Sea del siglo que sea, todo es muy antiguo. Hasta lo parece la despoblación humana del siglo XX a raíz de la mecanización de la agricultura y la caída del rendimiento de las labores del bosque. La belleza de un paraje despoblado, incapaz de dar de comer a sus hijos, suele atemperar mucho mi admiración. Pienso que no la merece. 
Algunos de los amigos con quienes salgo a caminar y a comer experimentan una inclinación magnética hacia las ermitas que yo no me explico. Quim Curbet escribió en su serie periodística Barretades: “En nuestro país todo nos vino del mar, menos las ermitas que ya estaban. Estoy seguro que 600 años antes de Cristo, al llegar por primera vez los griegos a nuestras costas, las ermitas ya existían, porque surgieron de la tierra mucho antes, cuando se formaron las primeras colinas, las primeras montañas” (“Terra amb ermites”, Diari de Girona 15-12-2016). 
Reconozco que estas viejas iglesias suelen encontrarse situadas en puntos de una belleza natural indiscutible. Cuando han sido restauradas, representan con frecuencia un monumento histórico de valor. Sin embargo tiendo a magnificar más otros atractivos del paraje y del encuentro. 

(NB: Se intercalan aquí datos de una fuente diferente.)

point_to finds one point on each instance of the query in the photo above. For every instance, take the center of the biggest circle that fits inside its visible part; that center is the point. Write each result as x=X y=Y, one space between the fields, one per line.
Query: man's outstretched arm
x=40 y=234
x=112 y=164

Josep Lloret fue de 1980 a 2007 el director del veraniego Festival Internacional de Música de Torroella de Montgrí. El vuelo que imprimió al certamen desde una localidad de tan solo 11.000 habitantes no impide a Josep Lloret seguir siendo hoy una persona llana, amable y discursiva, un compañero ideal de caminata y sobremesa. Eso, para mi, tiene más valor que la ermita y la vista panorámica.